A Technical Policy Blueprint for Trustworthy Decentralized AI
For developers and operators of decentralized AI systems (e.g., federated learning marketplaces), this work addresses the challenge of achieving scalable and interoperable governance, though it is an incremental architectural proposal without empirical validation.
The paper proposes a Technical Policy Blueprint for decentralized AI that separates policy verification from enforcement using policy-as-code objects and capability packages, aiming to improve interoperability and trust. The approach is designed to be transparent, auditable, and resilient to change, but no concrete performance numbers are provided.
Decentralized AI systems, such as federated learning, can play a critical role in further unlocking AI asset marketplaces (e.g., healthcare data marketplaces) thanks to increased asset privacy protection.
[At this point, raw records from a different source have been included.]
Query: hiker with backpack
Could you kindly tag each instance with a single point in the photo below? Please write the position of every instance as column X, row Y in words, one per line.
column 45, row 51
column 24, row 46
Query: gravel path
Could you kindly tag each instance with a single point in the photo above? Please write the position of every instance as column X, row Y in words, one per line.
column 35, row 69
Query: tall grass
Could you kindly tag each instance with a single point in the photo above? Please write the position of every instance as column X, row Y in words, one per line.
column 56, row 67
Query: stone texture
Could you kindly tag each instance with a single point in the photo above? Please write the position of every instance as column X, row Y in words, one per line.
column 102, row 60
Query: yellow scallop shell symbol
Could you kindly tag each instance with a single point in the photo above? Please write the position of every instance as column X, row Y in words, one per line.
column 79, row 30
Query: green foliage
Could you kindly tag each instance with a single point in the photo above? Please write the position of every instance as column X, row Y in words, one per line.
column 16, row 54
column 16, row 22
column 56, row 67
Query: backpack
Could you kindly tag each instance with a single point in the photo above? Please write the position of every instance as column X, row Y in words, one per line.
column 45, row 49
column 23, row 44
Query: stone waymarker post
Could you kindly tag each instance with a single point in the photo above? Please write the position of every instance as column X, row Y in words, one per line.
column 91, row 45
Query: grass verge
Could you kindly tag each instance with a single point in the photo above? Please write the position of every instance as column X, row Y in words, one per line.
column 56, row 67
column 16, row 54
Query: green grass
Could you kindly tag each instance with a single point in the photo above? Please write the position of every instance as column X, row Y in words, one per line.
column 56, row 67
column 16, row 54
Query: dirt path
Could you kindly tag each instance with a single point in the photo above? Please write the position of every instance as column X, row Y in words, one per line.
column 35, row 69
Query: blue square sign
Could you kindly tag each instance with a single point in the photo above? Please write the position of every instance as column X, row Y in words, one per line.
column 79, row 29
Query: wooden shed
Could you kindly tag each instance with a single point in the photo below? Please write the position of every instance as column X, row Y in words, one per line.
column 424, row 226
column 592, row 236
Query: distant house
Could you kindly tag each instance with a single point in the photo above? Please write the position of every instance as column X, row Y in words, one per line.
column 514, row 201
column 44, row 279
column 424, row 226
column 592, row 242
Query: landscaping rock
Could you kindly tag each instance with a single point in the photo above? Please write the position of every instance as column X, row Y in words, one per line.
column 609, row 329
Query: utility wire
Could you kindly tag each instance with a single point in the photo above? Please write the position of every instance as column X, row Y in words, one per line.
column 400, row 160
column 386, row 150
Unlocking this big potential necessitates governance mechanisms that are transparent, scalable, and verifiable. However current governance approaches rely on bespoke, infrastructure-specific policies that hinder asset interoperability and trust among systems. We are proposing a Technical Policy Blueprint that encodes governance requirements as policy-as-code objects and separates asset policy verification from asset policy enforcement. In this architecture the Policy Engine verifies evidence (e.g., identities, signatures, payments, trusted-hardware attestations) and issues capability packages. Asset Guardians (e.g. data guardians, model guardians, computation guardians, etc.) enforce access or execution solely based on these capability packages. This core concept of decoupling policy processing from capabilities enables governance to evolve without reconfiguring AI infrastructure, thus creating an approach that is transparent, auditable, and resilient to change.